IMPRESSIONS: Café La MaMa Live: La MaMa Moves! Online, Featuring Kevin Augustine/Lone Wolf Tribe and Tamar Rogoff with Mei Yamanaka
January 27, 2021
Wonder About Merri by Tamar Rogoff
Performance: Merri Milwe // Score: Wilco Alkema // Editing and Cinematography: Shachar Langlev
The Yamanakas At Home (work-in-progress) by Tamar Rogoff and Mei Yamanaka
Performance: Kumiko, Mei, and Toshitsugu Yamanaka
BODY CONCERT (work-in-progress) by Kevin Augustine/Lone Wolf Tribe
Performance: Kevin Augustine // Score: Mark Bruckner
For all our griping about the pandemic, and there’s been plenty, when you step back, we’re lucky it happened in 2020, rather than, say, 2004. That was before YouTube (2005), the iPhone (2007), Amazon Prime (2007), and Zoom (2011). We may long to hug our friends, sup inside restaurants, and gather in theaters, communing with the art forms we adore, but the reality is that modern resources allow us to approximate some of our favorite pre-pandemic activities.
We’ve been able to stay connected virtually, and — thank goodness! — for dance lovers like you and me, we’ve even been able to watch new choreography. Hats off to the intrepid presenters and tireless artists for continuing to nourish our spirits.
Like many theaters, La MaMa went dark in 2020, but artistic director Nicky Paraiso et al. pivoted, and Café La MaMa Live: La MaMa Moves! Online premiered in January, featuring four artists and their digital presentations. The artists rotated in twosomes over a quartet of nights, and I caught the final evening, which spotlighted dance filmmaker Tamar Rogoff and puppeteer Kevin Augustine/Lone Wolf Tribe. Check out my colleague Cecly Placenti’s IMPRESSIONS: Anabella Lenzu and Kari Hoaas HERE.
Rogoff’s five-minute Wonder About Merri functions as an amuse-bouche — fun, but insubstantial with a clunky narrative arc. Charming protagonist Merri Milwe points at the definition of dystonia (a movement disorder in which an individual’s muscles twitch involuntarily) in a dictionary. After applying a swipe of lipstick, she leaves her apartment in a wheelchair. On the street, apropos of someone turning up their car radio, she transforms into a spunky Golden Girl. Out of drab winter wear and into metallic leggings, she bursts into a jiving, waving, dance-like-nobody-is-watching solo.
Then the film retrogrades: Merri sinks into her wheelchair and returns to her apartment where she reopens the dictionary. In firm letters, she writes So why can I dance?, which, well, the dictionary never said that she couldn't dance. Curious about the relationship between dystonia and dance, I googled and found many websites (including a Ted Talk) devoted to the topic. Was this the response I was supposed to have?
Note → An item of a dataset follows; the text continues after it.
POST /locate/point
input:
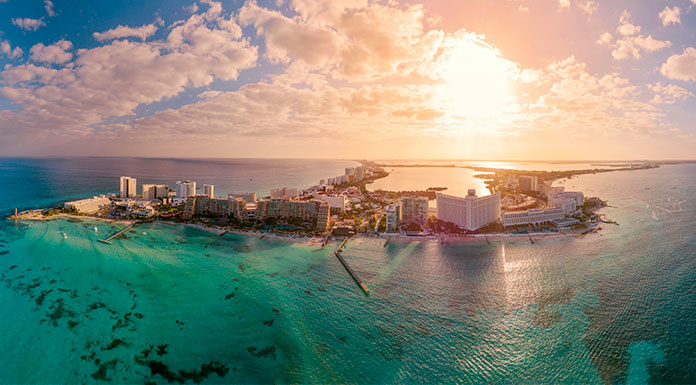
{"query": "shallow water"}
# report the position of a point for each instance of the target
(614, 307)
Rogoff’s The Yamanakas At Home , a work-in-progress created with Mei Yamanaka, juxtaposes the mundane with the arcane. Mom and Pop Yamanaka drink tea, watch television, and groove around their living room to Scott Greenblatt’s infectious “Can’t Sit Still.” A lone soldier in fatigues and platinum blonde hair moves through and around their safe space, army-crawling over stairs and peering through windows. Who this entity is remains elusive, but Mom and Pop Yamanaka sense something or someone is afoot. Ritualistic circles of rice appear over and around the family and their objects, such as photos or delivery boxes or, in one instance, the parents as they sleep. They sweep up these esoteric symbols, but like a ghost, they always come back.
If you think being a puppeteer is nothing more than pulling a few strings, then watching Kevin Augustine/Lone Wolf Tribe will be enlightening. More of a documentary than a performance, the thirty-minute film showcases Augustine conceptualizing and rehearsing his latest creation, the work-in-progress BODY CONCERT. He listens to composer Mark Bruckner’s score. He opines about his previous works. He executes hollow holds and sit-ups with ankles weights. (You’ll soon appreciate why he must be in tip-top condition to animate his puppets.) Littered among these man-at-work scenarios are Covid-19 signs about mask-wearing and social distancing.
Let’s talk about the body-inspired puppets, which include a nightmare-inducing, beach-ball-sized eyeball that Augustine frolics with. The standouts are a leg and an arm, both shorn at the top so that their bone, muscle, and gristle spill out. Constructed of foam-rubber, the limbs are realistic enough to be creepy and artistic enough to be cool. The arm and leg form a friendship of sorts, and their bones “kiss” each other. When we’re still so far apart, somehow this quirky declaration of togetherness resonated through my screen more than any whiz-bang, Romeo and Juliet smooch could.